Two missing things inspired Ayesha Tanya and Anisha Rachel Oman to start their food media production company Goya Media in 2016: the big picture was not represented in much writing about food in India, and there was practically no home cooking.

Over thousands of years of India’s history, “many of the stories that shaped Indian cuisine resided in kitchens run by women,” says Oman, 37. It was time to tell those stories.
Omen and Tanya, 34, worked together on a food magazine, and bonded over a shared love of Nigella Lawson. What they admire most about the British TV celebrity and cook is that he gave new meaning to home cooking in the 1990s and made the kitchen a place to reclaim a new incarnation. By watching her, they too thought they could challenge gendered conversations around food in India.
“For so long, the kitchen has been a prison that traps women in hourly servitude in the role of nurturing caregiver, and it still is. Yet food is trivialized as a woman’s domain,” Omen says.
Most of the stories in this area originate from the restaurant space, which is usually dominated by men. “It was time to take center stage with all the players in the chain, from seed-keepers to farmers, cooks and food writers,” says Omen.
The duo’s online publication Goya Journal was launched in 2016. In the seven years since, it has featured stories of women celebrating micro-cuisines and fighting to preserve particular foods; Stories of lovers-friendly and frequented cafes in Mumbai; Exploring new crops, revitalizing grains and new ways of growing food.
“In Tamil Nadu, women continue revival of orphaned grains through green revolution,” reads the headline of a story on the cultivation of a variety of millets published this January as part of a collaboration with Greenpeace.
It’s this broad and unique storytelling that, in February, The Goya Journal saw in The Guardian’s list of 30 things to love right now in the world of food. Since the publication house aims to “paint a vivid picture of where India is at this particular moment in history through the lens of food”, the list feels like a big win, says Tanya.

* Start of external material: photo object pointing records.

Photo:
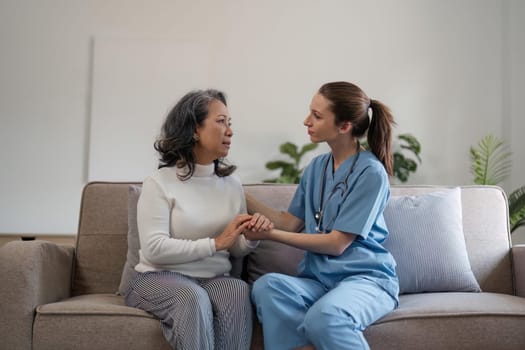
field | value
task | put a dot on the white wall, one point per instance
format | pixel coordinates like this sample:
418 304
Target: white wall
452 71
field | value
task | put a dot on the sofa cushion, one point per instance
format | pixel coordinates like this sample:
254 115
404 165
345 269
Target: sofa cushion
454 320
96 321
426 239
132 256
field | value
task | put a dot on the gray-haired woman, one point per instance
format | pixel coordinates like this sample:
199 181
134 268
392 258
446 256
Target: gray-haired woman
191 215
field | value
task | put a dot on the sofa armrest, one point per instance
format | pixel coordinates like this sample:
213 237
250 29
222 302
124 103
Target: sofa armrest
518 264
31 273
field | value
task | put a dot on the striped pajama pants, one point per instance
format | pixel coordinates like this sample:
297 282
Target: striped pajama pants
196 313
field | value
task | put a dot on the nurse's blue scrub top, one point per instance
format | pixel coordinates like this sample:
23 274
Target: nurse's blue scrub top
358 210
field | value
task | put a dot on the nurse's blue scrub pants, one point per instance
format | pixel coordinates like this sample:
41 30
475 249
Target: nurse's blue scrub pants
298 311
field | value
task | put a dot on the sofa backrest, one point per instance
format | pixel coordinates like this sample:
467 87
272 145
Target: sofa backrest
102 233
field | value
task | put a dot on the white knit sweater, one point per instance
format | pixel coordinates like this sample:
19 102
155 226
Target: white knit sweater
178 220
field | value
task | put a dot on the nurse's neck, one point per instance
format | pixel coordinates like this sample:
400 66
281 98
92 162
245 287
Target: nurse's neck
343 149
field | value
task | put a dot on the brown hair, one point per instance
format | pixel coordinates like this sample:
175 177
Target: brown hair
350 104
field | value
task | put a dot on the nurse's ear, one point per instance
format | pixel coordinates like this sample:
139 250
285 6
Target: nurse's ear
345 127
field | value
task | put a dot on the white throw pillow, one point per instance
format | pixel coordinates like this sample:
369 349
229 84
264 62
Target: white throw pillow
426 239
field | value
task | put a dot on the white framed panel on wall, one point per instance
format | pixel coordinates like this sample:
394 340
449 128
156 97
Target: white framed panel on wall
135 83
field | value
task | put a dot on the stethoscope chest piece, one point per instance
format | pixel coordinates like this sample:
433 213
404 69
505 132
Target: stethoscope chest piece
318 215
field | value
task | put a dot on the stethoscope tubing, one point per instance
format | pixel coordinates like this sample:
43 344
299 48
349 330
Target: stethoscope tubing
318 215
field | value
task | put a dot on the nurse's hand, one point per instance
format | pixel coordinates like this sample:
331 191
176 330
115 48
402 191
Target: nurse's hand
237 226
256 235
260 222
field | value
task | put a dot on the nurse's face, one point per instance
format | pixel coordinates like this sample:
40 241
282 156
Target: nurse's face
321 120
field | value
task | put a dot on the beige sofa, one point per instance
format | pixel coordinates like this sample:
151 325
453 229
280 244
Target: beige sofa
61 297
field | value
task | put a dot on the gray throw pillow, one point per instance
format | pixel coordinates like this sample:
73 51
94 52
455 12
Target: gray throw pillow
426 239
132 257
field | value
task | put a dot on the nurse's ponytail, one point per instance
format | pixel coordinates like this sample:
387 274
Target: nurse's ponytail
380 134
367 116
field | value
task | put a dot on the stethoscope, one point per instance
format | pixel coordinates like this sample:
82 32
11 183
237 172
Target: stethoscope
343 184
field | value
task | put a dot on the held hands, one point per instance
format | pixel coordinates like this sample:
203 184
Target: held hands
254 227
258 227
226 239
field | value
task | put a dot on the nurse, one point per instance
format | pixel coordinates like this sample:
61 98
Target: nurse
347 279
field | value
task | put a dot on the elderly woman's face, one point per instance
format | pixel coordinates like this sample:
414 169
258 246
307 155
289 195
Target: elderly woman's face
214 135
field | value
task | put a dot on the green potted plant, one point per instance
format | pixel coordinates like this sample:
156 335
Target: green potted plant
291 171
490 166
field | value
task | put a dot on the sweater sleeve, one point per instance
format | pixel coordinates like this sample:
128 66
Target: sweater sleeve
153 220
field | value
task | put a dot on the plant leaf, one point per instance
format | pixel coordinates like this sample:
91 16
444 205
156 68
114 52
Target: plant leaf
289 149
517 208
490 161
277 164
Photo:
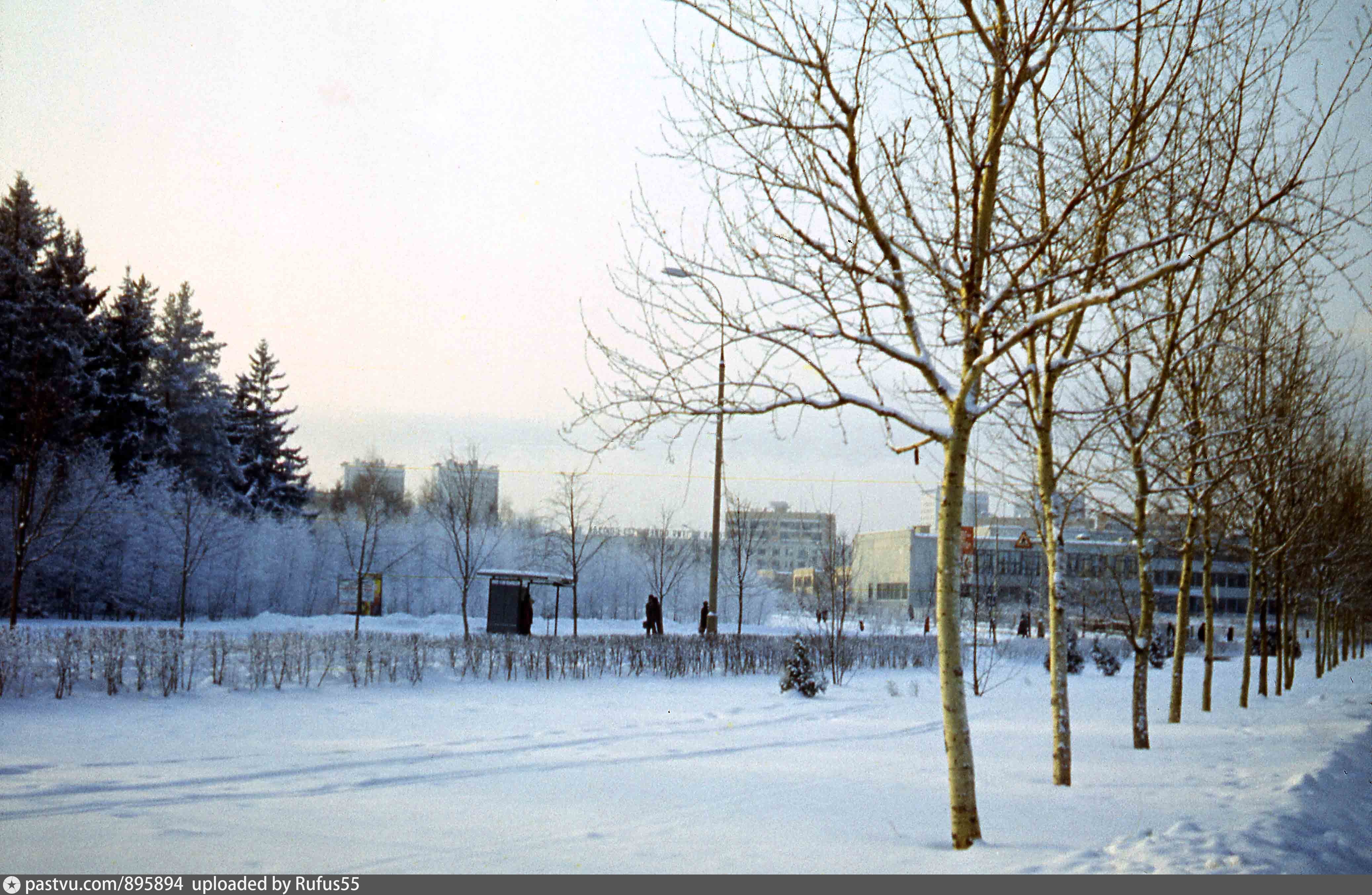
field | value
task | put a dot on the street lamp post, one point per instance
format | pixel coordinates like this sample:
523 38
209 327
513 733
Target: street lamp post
713 620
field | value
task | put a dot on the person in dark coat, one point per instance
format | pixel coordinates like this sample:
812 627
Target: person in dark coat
526 614
652 617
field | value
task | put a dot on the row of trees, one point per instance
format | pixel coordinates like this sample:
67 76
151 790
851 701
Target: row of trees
102 393
142 554
953 213
574 537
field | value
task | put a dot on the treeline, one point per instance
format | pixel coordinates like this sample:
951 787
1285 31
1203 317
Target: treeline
112 405
167 661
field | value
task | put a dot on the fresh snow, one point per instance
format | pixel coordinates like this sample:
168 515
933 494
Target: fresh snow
680 776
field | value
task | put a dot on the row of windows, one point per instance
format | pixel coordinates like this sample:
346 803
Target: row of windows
1029 563
888 592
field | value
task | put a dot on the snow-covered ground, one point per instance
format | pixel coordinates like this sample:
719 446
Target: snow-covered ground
685 775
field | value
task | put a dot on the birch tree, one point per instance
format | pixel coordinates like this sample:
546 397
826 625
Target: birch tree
665 559
874 224
741 543
361 514
577 526
460 504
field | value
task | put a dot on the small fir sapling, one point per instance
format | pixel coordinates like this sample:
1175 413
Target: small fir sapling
799 672
1106 662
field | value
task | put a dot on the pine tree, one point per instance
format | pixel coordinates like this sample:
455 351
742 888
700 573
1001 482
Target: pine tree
799 672
46 301
130 419
272 471
46 392
192 399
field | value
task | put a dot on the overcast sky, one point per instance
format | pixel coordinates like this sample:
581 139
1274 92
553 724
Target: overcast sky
409 202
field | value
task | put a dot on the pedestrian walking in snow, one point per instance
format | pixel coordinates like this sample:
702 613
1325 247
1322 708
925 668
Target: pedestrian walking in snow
653 616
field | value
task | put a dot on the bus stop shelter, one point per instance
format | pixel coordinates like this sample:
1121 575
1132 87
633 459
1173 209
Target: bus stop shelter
507 588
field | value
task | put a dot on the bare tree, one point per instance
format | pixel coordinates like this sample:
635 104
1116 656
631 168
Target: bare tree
743 540
463 502
663 555
361 514
577 529
835 598
870 176
197 523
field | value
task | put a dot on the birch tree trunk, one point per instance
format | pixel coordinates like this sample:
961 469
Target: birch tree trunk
1057 636
962 783
1183 620
1208 593
1248 618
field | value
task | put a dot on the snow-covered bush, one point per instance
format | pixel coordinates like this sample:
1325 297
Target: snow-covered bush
799 672
1106 661
1157 651
1076 662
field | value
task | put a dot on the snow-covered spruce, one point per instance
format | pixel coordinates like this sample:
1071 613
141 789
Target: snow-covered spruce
799 672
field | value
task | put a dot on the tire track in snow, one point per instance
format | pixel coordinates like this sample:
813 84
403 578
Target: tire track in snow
190 791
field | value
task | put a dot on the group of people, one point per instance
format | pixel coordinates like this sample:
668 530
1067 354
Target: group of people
653 617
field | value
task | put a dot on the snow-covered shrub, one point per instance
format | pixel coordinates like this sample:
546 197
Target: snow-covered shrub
799 672
1076 662
1157 651
1106 661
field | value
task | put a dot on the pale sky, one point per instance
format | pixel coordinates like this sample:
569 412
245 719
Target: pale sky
411 204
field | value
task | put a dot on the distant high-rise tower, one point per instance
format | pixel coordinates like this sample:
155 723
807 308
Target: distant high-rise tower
457 481
390 477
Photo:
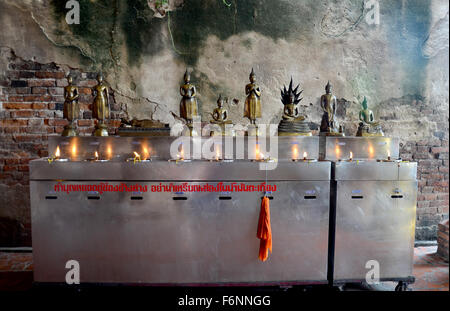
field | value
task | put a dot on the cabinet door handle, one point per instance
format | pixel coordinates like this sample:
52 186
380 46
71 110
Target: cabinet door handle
310 197
397 196
355 197
179 198
224 198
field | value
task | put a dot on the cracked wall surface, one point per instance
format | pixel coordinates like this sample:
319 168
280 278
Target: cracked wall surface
143 48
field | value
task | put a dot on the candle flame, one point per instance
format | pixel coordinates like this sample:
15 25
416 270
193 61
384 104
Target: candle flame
217 153
371 151
294 152
109 152
338 152
146 153
181 155
74 150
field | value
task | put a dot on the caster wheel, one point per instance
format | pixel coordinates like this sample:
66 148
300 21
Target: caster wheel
401 287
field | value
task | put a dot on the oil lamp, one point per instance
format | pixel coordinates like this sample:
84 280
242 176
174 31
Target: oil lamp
109 152
137 157
57 153
57 156
146 154
337 151
96 158
294 153
371 151
74 151
218 156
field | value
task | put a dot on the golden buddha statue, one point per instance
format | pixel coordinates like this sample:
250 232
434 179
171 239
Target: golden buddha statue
292 124
100 109
252 108
188 104
71 109
368 126
220 114
329 124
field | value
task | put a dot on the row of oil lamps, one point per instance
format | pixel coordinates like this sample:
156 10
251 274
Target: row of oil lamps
146 156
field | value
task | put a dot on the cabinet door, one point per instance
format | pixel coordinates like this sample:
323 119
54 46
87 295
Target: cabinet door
375 220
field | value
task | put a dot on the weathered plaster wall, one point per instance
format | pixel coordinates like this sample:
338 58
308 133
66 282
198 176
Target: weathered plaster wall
401 65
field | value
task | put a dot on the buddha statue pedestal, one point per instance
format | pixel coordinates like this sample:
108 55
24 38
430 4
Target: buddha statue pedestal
292 124
253 130
101 129
189 130
69 130
296 127
220 120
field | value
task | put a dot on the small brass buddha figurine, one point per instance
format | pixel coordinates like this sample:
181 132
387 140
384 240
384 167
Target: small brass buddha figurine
220 116
252 109
329 125
188 104
71 108
100 109
292 123
368 126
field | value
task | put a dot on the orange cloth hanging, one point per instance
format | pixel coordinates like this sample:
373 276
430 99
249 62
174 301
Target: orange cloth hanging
264 232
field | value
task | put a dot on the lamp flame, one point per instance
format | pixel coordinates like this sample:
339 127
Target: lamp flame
74 150
146 153
109 152
217 153
181 154
294 152
137 157
371 151
337 150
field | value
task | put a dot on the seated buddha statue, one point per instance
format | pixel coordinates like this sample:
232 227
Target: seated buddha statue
220 114
292 123
368 126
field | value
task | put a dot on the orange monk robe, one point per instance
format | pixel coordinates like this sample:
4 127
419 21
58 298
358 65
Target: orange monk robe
264 230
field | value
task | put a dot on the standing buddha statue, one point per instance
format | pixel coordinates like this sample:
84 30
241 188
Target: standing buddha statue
252 109
188 104
329 125
100 109
71 109
368 126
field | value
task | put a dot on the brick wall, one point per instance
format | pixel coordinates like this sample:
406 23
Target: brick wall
31 110
432 174
31 103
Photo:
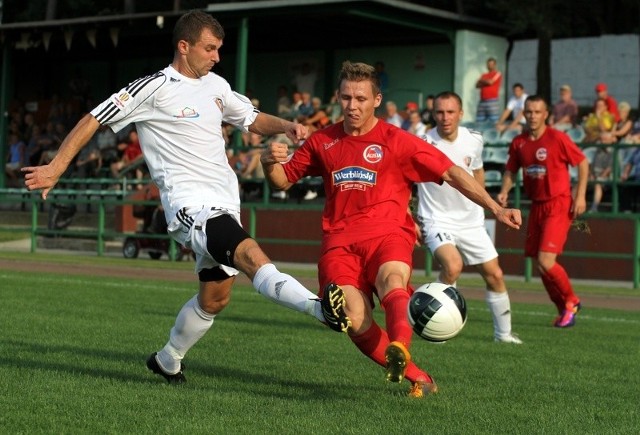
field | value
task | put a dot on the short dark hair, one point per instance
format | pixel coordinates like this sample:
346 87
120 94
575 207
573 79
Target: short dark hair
189 27
448 94
358 72
535 97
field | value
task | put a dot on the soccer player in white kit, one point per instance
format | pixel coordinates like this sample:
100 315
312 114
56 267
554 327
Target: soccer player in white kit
451 225
179 113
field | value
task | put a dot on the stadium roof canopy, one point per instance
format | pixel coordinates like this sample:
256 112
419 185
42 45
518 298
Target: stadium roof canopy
272 25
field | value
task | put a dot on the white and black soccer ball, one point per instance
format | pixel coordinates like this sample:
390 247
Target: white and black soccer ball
437 312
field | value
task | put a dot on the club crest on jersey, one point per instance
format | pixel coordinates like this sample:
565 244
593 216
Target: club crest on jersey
535 171
541 154
354 177
121 99
218 102
187 112
372 153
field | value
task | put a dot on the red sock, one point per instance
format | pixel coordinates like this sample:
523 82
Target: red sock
373 343
553 292
395 306
559 276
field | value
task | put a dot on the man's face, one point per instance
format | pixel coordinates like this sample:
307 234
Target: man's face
448 114
518 91
358 103
203 55
535 113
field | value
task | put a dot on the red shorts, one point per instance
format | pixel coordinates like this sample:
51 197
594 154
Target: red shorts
548 226
358 264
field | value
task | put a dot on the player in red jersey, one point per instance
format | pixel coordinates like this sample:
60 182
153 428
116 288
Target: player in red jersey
544 154
368 167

Publishing long-form content in the age of Instagram Reels isn’t easy, the women admit. They have reached out to their community of readers, and are looking to expand it, with the community cookbook A Kitchen of One’s Own, produced in collaboration with Niwala, a heritage recipe journal, last year.
“We care deeply about documenting family recipes, and want to show that many of these recipes, which are a little more process-intensive or resource-intensive, can be adapted to the difficult, modern Indian kitchen. It’s the equivalent of Goya putting on grandma’s old saree in a pub,” Tanya says. she says
Meanwhile, revenue is coming in from advertisers, events, and strategy and consulting gigs with brands in the F&B space.
Growing up in Kannur, Kerala, Tanya started writing about food on the Malabar Tea Room, a blog she runs with her mother. “It was a way to help share her recipes and the stories around them with the world,” she says. Tanya currently lives in Bengaluru with her husband Sajjad Anwar and cat. Omen, who grew up in Bengaluru, lives in Mumbai with husband Pritish Wesley and child Ari Omen Wesley. The two women collaborate on numerous video calls, and work with a vast network of freelancers in India and beyond.
They see their mission as important. Food is a means of addressing politics, gender and identity, especially in today’s polarized political climate, says Tanya. “Battle lines are being drawn in the kitchen for the first time, making food writing more important than ever.”
Goya plans to continue to cater to curious food enthusiasts. “Especially those who want to make sustainable food choices, want to learn more about the Green Revolution and its effects, or just want to explore the development of a sweet flavor whose recipe was changed from the Sikhs of Punjab, Pakistan, to the Muslims of the region. Partition,” says Tanya.
How do they decide which stories to tell? “One of the things we ask every time we consider a pitch is: Whose voice are we amplifying?” she says.